Researchers did a survey around Europe - asked Teachers of the Deaf what they needed to know - troubleshooting devices - how to work this thing. It can be obscure working processor for implant. They wanted course in their local community.

What do parents want? They also in a study said main priority was liaison between implant centre, home and school. Who did it, who was responsible for it in the long-term. This will haunt me. This parent said problem – over-expectation of family and friends expecting child to come home talking following implant. Unde-expectation of teachers who did not change their expectations following implant. Now the child had useful hearing. We need to make technology work and at Ear Foundation we are providing many courses.

To finish - implants might work too well. If you have a child speaking wholly intelligibility no-one might think they need support - this is not the same as linguistic ability.

Some children don't do as well as predicted.
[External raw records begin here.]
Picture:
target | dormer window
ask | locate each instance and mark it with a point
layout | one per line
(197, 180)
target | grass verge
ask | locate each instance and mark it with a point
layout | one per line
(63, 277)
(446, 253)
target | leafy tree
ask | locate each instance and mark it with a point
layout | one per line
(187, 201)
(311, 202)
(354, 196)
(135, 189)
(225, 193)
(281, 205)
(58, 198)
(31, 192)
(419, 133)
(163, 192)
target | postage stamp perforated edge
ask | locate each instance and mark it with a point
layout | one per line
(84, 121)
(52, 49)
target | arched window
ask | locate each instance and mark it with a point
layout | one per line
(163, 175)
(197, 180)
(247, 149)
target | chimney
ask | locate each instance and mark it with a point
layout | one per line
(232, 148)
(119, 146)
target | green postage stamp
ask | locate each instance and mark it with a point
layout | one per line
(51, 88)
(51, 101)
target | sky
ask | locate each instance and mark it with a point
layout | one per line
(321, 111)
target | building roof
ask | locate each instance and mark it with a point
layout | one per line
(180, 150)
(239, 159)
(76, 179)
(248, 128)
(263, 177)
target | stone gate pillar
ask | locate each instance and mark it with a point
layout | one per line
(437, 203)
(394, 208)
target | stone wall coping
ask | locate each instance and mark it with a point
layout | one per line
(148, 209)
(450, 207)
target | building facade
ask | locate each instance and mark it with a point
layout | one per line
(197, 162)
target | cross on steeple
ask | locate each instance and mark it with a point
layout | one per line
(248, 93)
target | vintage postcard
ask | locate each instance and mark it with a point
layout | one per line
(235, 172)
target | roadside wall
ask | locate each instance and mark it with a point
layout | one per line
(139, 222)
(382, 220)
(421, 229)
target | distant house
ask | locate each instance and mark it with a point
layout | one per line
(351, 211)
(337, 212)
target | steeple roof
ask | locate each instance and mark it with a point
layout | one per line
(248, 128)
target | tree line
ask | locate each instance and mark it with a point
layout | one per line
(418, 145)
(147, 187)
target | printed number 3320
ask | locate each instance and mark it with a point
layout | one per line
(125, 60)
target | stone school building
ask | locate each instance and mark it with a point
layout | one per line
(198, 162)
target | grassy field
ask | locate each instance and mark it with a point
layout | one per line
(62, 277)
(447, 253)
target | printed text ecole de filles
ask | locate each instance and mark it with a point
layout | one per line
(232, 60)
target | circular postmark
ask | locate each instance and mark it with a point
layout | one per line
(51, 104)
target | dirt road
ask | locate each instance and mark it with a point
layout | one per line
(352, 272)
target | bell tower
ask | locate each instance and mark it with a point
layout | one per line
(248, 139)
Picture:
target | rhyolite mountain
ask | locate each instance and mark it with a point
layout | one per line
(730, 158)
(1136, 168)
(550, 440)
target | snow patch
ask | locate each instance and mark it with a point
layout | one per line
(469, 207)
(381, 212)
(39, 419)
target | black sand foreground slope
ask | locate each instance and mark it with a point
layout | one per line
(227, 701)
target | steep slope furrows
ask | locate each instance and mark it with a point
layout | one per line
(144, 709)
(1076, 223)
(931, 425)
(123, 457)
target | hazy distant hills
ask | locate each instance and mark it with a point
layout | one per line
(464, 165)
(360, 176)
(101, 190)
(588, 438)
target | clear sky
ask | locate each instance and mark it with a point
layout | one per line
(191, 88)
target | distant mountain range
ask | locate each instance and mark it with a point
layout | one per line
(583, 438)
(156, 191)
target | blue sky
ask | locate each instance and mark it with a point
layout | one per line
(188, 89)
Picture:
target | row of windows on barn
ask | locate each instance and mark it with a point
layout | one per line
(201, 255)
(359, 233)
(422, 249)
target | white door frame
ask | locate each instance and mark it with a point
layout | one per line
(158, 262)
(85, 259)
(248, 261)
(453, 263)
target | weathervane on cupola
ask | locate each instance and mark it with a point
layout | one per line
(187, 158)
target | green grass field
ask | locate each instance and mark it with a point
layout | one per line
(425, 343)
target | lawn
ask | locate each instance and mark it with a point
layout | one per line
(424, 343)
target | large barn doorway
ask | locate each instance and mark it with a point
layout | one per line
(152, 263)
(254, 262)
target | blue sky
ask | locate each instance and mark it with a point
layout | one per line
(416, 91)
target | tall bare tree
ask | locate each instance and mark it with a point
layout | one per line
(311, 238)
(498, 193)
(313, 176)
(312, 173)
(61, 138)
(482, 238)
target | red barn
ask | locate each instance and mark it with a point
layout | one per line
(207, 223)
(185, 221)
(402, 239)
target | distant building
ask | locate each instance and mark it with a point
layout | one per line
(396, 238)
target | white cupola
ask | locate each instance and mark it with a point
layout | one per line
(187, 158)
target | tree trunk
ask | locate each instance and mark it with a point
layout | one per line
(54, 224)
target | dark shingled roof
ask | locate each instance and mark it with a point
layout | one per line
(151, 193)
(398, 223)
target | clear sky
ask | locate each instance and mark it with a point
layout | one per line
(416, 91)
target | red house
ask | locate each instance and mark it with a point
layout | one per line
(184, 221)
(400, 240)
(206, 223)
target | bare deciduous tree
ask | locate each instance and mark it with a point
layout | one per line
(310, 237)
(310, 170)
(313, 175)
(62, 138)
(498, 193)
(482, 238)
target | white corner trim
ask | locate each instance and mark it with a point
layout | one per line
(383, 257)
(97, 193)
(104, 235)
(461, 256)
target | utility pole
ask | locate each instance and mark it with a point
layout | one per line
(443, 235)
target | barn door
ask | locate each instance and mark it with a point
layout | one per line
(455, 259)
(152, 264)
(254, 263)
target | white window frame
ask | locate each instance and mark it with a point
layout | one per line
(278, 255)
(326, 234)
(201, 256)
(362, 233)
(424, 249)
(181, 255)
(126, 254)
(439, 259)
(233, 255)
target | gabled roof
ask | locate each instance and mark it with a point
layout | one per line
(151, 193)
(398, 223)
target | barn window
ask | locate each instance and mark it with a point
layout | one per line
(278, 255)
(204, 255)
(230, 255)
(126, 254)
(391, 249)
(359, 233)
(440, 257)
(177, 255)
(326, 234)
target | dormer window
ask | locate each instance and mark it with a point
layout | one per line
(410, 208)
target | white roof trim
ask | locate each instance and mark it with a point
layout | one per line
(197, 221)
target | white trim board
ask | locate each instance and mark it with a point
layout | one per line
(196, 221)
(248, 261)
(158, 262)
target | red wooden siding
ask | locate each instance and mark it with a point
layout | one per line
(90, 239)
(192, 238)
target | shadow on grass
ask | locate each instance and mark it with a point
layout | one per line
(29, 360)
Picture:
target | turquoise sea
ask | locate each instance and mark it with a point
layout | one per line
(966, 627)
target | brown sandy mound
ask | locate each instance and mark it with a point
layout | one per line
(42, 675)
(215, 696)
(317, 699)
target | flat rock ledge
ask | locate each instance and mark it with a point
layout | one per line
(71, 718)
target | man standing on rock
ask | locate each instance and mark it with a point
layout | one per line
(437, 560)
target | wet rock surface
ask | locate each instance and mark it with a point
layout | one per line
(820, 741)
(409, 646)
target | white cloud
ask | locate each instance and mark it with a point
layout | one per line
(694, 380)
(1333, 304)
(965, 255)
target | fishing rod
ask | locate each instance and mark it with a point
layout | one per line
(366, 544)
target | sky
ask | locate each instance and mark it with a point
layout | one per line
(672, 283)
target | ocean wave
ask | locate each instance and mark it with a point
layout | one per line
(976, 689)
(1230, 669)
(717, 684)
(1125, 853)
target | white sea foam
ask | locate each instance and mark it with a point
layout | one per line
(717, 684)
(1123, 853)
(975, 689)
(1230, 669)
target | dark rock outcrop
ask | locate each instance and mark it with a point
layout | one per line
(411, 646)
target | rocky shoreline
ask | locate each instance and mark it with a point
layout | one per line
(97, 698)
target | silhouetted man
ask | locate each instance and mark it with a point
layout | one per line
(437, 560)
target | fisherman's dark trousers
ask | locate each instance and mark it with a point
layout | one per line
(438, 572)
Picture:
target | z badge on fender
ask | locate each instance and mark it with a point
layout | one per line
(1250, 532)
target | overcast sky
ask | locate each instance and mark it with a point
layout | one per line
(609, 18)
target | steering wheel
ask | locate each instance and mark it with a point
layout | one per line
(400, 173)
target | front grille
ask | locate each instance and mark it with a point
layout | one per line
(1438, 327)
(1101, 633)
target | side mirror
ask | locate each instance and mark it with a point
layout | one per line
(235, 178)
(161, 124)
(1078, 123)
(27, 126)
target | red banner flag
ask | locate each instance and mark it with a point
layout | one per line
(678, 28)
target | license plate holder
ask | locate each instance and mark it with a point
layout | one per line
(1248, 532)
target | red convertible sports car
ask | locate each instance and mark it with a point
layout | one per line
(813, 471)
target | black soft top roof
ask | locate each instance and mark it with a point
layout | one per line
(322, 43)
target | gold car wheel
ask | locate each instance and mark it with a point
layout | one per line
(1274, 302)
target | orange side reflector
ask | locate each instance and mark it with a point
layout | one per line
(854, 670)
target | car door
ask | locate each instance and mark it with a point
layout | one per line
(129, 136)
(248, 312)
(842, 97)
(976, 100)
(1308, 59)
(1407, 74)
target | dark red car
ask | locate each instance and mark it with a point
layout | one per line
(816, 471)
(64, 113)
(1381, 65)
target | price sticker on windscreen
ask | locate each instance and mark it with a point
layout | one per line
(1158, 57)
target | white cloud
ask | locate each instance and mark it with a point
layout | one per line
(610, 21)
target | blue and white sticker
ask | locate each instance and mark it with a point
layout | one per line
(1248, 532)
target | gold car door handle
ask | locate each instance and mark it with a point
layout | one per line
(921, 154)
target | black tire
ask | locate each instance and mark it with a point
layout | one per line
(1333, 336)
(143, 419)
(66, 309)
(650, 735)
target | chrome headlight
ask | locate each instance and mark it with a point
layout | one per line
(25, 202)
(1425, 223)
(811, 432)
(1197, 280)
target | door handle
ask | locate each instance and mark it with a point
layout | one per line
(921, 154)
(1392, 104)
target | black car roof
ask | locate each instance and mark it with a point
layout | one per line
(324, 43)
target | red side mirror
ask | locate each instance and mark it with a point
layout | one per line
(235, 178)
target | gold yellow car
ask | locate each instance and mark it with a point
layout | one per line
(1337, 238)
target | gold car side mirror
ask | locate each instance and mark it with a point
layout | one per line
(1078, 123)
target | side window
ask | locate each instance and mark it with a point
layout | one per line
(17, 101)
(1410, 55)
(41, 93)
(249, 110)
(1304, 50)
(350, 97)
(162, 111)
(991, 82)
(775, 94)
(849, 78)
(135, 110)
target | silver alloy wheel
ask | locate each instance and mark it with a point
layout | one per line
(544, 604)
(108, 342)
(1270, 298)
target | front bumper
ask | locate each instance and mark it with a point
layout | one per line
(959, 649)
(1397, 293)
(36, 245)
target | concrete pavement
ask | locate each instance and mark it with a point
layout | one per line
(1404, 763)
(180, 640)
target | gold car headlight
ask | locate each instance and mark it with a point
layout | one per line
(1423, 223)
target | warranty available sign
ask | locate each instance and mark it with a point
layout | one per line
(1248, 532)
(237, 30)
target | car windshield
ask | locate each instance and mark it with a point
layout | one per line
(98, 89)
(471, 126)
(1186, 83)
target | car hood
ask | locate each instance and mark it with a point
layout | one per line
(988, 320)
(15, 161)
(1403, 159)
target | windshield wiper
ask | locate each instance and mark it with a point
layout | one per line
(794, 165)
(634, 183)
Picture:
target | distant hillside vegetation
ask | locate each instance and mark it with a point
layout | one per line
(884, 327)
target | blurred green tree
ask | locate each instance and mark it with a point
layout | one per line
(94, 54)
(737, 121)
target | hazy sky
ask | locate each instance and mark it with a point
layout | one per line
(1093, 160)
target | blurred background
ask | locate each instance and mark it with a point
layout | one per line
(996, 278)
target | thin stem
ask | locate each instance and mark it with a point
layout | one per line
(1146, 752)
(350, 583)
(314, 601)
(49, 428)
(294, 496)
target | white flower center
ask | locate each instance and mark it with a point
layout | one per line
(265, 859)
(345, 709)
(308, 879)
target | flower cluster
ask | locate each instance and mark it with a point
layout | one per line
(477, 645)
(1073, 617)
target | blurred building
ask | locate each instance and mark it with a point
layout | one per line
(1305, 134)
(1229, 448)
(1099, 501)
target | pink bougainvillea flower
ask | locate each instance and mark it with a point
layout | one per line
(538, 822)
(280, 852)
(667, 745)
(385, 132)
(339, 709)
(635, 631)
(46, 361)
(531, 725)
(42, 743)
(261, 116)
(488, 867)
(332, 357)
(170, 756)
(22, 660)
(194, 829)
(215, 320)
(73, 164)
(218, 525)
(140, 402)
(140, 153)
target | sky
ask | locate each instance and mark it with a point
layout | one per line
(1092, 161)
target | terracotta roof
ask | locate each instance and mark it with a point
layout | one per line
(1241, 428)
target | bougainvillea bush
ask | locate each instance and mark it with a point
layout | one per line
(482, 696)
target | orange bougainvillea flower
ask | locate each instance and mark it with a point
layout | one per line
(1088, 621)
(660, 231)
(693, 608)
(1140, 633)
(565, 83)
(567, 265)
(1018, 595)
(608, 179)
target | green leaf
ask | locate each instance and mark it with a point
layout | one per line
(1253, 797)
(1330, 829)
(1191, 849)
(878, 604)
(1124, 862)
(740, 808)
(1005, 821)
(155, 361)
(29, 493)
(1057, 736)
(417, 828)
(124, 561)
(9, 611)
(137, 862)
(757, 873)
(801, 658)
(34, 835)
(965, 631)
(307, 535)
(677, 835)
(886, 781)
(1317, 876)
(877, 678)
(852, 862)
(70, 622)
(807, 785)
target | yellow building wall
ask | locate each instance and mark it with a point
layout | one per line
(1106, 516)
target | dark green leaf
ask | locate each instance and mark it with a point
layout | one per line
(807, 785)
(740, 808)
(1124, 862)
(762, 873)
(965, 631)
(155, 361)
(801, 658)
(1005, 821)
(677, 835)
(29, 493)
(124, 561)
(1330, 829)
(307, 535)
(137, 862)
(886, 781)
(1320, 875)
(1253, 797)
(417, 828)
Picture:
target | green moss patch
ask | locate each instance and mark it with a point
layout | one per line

Many children - 3 years after implant can hear well but language is not developing. Identify a specific language difficulty we could not do before. Do we know how to educate them - deafness may no longer be main difficulty.

Challenging - do we know how to support children when teenagers - at secondary level.

Working in sign bilingual settings - started at Foundation with a consortium. Looking at challenges in this - two languages. Sue Gregory re-writing policy documents incorporating challenges children with implants bring. Ruth Swanwick's research into practice. Need to think of new ways of looking at it - cochlear implants have brought us new possibilities.

Change by implantation - changing educational decisions but our children are still deaf. Implications of even moderate losses - most have unilateral loss - still have effects of deafness - still deaf children. Teenagers with cochlear implants who need support in various ways. I think cochlear implants might provide us with a way to move forward from the belief you have to have a cochlear implant or you have to sign and look at flexible ways of moving forward - and take on the challenges and opportunities brought. They were unknown not long ago. As Teacher of the Deaf said - I would not have believed what could be achieved with bilateral implants. We do not know what the future of this little one will be - we need an open mind about it.